In January it was announced that items from the Eric P. Newman Numismatic Education Society will be offered for sale at some future time. The mind races at the thought of what the collection contains. For enthusiasts of Colonial-era coins, this could be the most important offering ever.
Details of what the Newman Collection contains are not particularly well known to most in the numismatic community, but the star of the collection, perhaps Mr. Newman’s favorite coin, has been well published and much discussed — the gold 1792 Washington President pattern. The thought of what it could sell for, undoubtedly in the millions, brought to mind a question: What other gold Colonials are there (not necessarily in the Newman Collection)?
The most famous, of course, are the Brasher doubloons. Two types are known: the very rare Lima-style Brasher doubloon and the New York-style, copying the seal of the state of New York and showing a Federal-style eagle on the other side.
Two Brasher Lima doubloons are known, both closely copying the designs of 8-escudo coins struck in the Spanish Colonial mint at Lima, Peru.
Seven of the New York style Brasher doubloons were struck in 1787 and marked by Ephraim Brasher with his distinctive EB touchmark. Recent prices for the Brasher doubloons approach $3 million at auction and significantly more in private sales.
The only Brasher half doubloon (also of New York-style) is in the National Numismatic Collection at the Smithsonian Institution. The NNC also includes the unique 1785 Immunis Columbia piece struck over an English guinea. Back in 1843, the U.S. Mint swapped an 1804 Draped Bust dollar for it, with the Smithsonian later obtaining the Immunis Columbia piece.
One particularly exciting analog of the Brasher doubloons is the unique Standish Barry doubloon.
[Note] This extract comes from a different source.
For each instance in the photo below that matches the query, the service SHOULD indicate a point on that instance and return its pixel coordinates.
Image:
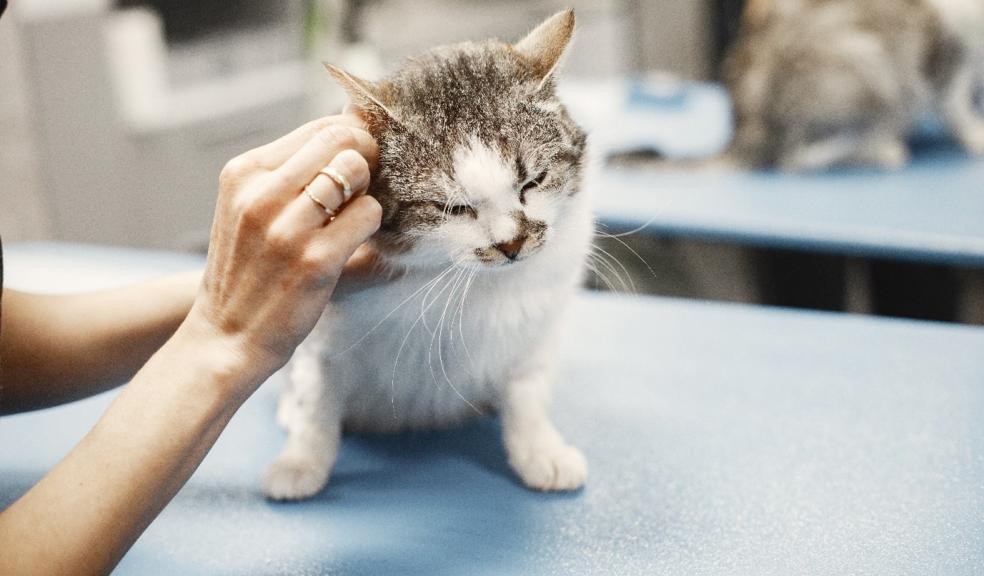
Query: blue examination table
(932, 211)
(722, 440)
Made by Baltimore’s most famous silversmith minter, I got to be the first person to identify the piece during the process of analyzing and cataloging the Eliasberg Collection of world gold coins, where it had hidden for decades as nothing more than an 8-escudo coin from Peru. It’s already earned a spot in Q. David Bowers’ Whitman Encyclopedia of Colonial and Early American Coins.
There also exists a gold Saint Patrick farthing, a piece sold in Part VII of the John J. Ford Jr. Collection auction, bringing a winning bid of $184,000. As cool as that piece is, it’s tough to equate a high grade off-metal striking of a piece intended for Ireland with other coins listed above, which were made in America for circulation in America.
John Kraljevich Jr. is an independent professional numismatist and researcher specializing in early American coinage.